5 Plyometric Exercises For Advanced Athletes
When people think about running faster and jumping farther, they tend to focus on strength. They imagine that if they build their muscles up, they will naturally get faster as well, but that is not how the body works. High-level athletes know that in addition to strength training, they also need plyometric exercises, which will add an element of speed and agility to their performance.
Here is what you should know about these workouts:
What are plyometric exercises?
Plyometric exercises focus on building your muscle reflexes. Imagine your body like a spring. Just like a spring can store energy from being wound up and then release it with a sudden, strong force. Your muscles help to hold energy from your previous motions and then release it, which pushes you forward. This explains why you tend to jump higher when you quickly crouch down before making the jump. The crouch down builds up additional energy in your legs, which propels you higher into the air.
Plyometric exercises work to train this reflex and improve the ability of your body to store energy in your legs. Your muscles learn how to store more energy and release it faster, which in turn allows you to run farther and faster.
Plyometrics training is different that strength training, which is more thought-driven. With plyometric exercises, the focus lies in building your muscles to excel with sudden, strong movements. Workouts tend to focus on jumps and speed exercises to build these skills.
How will plyometric exercises improve your running?
Your speed comes from a combination of your muscles and tendons working together.

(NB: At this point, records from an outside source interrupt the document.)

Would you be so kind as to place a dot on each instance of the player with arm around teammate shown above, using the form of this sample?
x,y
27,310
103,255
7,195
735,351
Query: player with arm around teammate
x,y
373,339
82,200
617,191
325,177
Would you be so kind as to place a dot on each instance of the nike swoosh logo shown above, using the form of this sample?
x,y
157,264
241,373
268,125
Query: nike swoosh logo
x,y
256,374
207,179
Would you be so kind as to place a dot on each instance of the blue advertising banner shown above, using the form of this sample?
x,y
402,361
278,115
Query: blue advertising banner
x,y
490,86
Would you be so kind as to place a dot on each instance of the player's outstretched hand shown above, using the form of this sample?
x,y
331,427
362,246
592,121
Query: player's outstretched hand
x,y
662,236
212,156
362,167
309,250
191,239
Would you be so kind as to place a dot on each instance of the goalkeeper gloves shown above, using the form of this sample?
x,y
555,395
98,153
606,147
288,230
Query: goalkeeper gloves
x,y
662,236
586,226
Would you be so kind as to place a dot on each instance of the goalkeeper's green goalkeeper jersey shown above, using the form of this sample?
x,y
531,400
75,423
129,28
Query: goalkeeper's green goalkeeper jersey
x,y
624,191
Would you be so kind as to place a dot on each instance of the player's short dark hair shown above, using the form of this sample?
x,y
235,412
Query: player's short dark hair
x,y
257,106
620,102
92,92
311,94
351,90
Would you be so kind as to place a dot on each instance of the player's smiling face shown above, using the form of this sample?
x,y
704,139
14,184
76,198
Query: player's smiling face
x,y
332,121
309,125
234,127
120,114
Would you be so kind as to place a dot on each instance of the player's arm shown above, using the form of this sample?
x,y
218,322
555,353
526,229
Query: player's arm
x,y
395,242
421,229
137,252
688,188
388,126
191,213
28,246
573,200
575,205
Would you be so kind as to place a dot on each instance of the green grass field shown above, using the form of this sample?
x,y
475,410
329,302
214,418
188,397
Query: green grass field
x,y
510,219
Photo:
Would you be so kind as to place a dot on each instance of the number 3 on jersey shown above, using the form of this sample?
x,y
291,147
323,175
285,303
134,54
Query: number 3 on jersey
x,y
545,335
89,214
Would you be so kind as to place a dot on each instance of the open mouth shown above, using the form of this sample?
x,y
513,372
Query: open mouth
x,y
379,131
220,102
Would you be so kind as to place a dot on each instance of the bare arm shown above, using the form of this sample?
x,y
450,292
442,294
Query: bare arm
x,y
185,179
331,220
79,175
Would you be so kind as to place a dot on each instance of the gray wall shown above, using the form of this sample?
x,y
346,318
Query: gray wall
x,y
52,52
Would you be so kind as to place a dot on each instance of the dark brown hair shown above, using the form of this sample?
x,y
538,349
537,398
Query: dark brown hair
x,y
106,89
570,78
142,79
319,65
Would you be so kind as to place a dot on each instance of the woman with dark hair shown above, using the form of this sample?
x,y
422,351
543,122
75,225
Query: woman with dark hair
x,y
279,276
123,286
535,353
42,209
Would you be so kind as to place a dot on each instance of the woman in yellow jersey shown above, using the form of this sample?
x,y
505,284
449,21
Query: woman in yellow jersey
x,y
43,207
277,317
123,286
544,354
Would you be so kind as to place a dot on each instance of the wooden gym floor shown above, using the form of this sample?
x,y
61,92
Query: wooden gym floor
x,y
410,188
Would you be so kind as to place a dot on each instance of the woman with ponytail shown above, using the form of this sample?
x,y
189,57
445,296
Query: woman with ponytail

Your body works dynamically. Plyometric exercises work to provide your muscles with intense engagement. The muscles and tendons learn to respond faster and jump farther, which improves your body’s performance.
As you engage in plyometric exercises, your muscles begin to improve in their ability to store energy. Remember that the muscles work like a spring – they store energy and then release it rapidly. By increasing the capacity of the muscles to store energy, they can in turn release the energy with greater force, propelling the body forward.
While the legs learn to store more energy, two main events will occur. First, your body will be able to reach and maintain a certain pace while expending less energy. This will improve your body’s efficiency while you run. You will also be able to improve the strength and rate at which your muscles contract. This will increase your speed and how far you can jump.
There are, of course, various styles of training regimens that runners and other athletes must consider when determining how to train their body for an upcoming event. Plyometric exercises, however, comes backed with science. Scientists have done research to better understand the impact of plyometrics training.
Researchers found, for example, that athletes who engaged in this type of practice saw improvements in their performance. Similarly, researchers at the University of Illinois found that athletes who engaged in plyometrics training saw improved agility in their jumping.
Interestingly, the research on plyometric workouts, however, has shown that not all training works equally. Generally, athletes find the best results occur when they engage in high-intensity plyometric exercises. These workouts should include at least 40 jumps and be completed about 3 to 5 times per week for less than two and a half months.
If you are just starting out, see here for beginner plyometric exercises. If you are more experienced and ready to engage in intense speed exercises, here are great workouts to incorporate into your routine:
Plyometric Exercises For Advanced Athletes
Exercise 1: Jump rope for 30 seconds
Jumping rope can be a great plyometric exercise. The movement forces your body to jump quickly in response to the rope, training your ankles and muscles around them.
Exercise 2: Skater jumps for 20 repetitions
A proper skater jump involves getting into a squat, putting all your weight on one leg. You then push off to the other leg, letting the unused leg move behind you as though you were skating in place. You then repeat the movement onto your other leg for one repetition.
Exercise 3: Front box jumps for 15 repetitions
This exercise requires an exercise box that can support your body weight and will not move when you jump onto it. Place the box about 6 to 8 inches in front of you. Squat and then jump onto the box with two feet. Focus on landing on the balls of your feet.
As you improve with this exercise, you can increase the height of the box or add weights to force your legs to work even harder.
Exercise 4: Alternating lunge jumps for 20 repetitions
To do a lunge jump correctly, you will need to start with your feet shoulder width apart. Take a step back with one leg and get into a lunge position. With one movement, you want to explode upwards, getting both feet off the floor. As you are in the air, switch your feet so that you have reversed your lunge.
Exercise 5: Lateral box jump for 15 repetitions
Begin by placing a box a few inches from you on the side. Crouch down into a squat and then jump up and to the side. Be sure to bring your knees up so that you can get both legs easily over the box.
Plyometric exercises can be an excellent means of improving your speed and jumping abilities. Engaging in one of these intense workouts can be a fantastic way to get started.